Power of Judicial Review
- Judicial review is the power of the Supreme Court to examine the constitutionality of legislative enactments and executive orders of both the Central and state governments.
- On examination, if they are found to be violative of the Constitution (ultra-vires), they can be declared as illegal, unconstitutional and invalid (null and void) by the Supreme Court. Consequently, they cannot be enforced by the Government.
Recent issues in Supreme Court
- Master of Roster: It refers to the privilege of the Chief Justice to constitute Benches to hear cases.
- The controversy has emerged in the Supreme Court over absolute power of Chief Justice on the judicial administration.

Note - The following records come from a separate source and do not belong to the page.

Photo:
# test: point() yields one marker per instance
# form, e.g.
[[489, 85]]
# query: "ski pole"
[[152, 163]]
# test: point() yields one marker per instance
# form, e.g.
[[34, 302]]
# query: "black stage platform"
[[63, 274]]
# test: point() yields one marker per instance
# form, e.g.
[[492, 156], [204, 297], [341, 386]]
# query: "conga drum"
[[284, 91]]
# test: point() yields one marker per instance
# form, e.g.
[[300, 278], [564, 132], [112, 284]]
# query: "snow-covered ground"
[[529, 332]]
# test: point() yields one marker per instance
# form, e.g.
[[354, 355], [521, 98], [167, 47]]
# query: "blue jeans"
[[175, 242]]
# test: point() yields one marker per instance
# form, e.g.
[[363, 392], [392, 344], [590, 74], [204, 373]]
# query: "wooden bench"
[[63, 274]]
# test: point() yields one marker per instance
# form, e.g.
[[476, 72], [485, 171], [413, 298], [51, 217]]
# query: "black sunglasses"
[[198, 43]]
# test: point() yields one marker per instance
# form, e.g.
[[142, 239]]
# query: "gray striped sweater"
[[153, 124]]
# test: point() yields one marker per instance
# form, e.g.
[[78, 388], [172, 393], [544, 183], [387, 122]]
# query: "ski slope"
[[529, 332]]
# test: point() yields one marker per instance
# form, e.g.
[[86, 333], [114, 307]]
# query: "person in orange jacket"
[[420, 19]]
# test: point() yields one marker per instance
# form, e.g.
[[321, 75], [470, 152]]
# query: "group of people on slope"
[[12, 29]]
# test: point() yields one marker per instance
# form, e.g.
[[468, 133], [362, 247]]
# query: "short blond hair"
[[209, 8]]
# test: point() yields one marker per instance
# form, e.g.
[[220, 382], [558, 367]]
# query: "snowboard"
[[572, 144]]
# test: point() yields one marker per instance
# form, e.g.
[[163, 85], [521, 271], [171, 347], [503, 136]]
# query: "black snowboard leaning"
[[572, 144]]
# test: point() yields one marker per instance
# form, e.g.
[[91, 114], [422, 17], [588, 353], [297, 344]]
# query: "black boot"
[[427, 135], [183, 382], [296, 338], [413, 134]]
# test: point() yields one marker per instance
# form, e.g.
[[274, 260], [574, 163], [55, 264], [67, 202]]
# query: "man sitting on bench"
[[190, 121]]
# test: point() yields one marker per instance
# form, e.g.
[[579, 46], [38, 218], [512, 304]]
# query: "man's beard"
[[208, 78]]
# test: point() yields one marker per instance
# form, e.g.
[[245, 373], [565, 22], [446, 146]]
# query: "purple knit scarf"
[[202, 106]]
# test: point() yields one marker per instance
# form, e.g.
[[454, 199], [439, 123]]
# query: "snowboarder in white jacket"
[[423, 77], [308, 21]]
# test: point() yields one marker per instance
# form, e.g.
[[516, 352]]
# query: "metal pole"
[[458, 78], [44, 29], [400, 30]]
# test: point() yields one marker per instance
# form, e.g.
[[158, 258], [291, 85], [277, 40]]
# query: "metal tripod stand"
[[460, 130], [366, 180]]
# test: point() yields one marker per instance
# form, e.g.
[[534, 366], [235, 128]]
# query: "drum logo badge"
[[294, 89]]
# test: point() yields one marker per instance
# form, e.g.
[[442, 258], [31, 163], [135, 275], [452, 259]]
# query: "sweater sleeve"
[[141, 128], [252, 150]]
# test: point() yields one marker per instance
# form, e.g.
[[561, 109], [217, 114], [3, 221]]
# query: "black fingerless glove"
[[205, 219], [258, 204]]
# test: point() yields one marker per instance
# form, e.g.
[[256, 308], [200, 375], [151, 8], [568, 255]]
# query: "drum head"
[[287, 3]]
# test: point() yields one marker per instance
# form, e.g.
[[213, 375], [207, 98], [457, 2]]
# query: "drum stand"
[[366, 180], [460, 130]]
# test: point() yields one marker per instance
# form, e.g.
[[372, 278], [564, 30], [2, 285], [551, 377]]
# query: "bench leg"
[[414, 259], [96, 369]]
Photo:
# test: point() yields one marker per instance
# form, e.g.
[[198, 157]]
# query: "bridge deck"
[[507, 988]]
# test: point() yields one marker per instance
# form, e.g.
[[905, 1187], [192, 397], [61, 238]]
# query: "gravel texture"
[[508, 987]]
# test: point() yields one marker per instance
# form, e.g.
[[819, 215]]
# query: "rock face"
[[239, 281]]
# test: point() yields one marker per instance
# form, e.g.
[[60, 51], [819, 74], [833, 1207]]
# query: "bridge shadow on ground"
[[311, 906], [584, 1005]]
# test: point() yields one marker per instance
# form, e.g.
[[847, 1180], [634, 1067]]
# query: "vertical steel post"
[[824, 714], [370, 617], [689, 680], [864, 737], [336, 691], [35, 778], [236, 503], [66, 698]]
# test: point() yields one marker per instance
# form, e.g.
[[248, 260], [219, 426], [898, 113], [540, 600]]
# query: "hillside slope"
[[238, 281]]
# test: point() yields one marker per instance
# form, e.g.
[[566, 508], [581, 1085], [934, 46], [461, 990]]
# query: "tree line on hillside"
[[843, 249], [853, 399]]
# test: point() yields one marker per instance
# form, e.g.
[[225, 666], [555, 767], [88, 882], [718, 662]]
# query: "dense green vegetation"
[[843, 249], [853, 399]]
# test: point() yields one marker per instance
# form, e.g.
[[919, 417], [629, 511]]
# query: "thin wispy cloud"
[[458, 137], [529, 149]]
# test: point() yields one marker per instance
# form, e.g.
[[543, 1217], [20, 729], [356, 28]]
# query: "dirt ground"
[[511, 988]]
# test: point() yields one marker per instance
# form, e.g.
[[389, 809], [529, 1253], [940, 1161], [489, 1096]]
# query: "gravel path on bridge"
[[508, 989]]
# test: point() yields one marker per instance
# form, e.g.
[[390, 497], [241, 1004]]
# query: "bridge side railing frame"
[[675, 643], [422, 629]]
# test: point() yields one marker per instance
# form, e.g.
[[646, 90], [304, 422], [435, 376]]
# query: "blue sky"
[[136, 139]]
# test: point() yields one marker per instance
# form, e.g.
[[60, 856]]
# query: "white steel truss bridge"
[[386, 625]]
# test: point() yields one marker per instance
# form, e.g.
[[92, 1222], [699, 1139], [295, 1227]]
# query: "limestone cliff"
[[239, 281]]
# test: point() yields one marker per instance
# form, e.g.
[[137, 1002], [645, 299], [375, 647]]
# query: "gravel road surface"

- The SC has upheld a number of times that “the Chief Justice is the master of the roster and he alone has the prerogative to constitute the Benches of the Court and allocate cases to the Benches so constituted.”
- Be it the Chief Justice of India or Chief Justice of any high court it is he or she who heads the administrative side. This includes allocation of matters before a judge as well.
- So, no Judge can take up the matter on his own, unless allocated by the Chief Justice of India.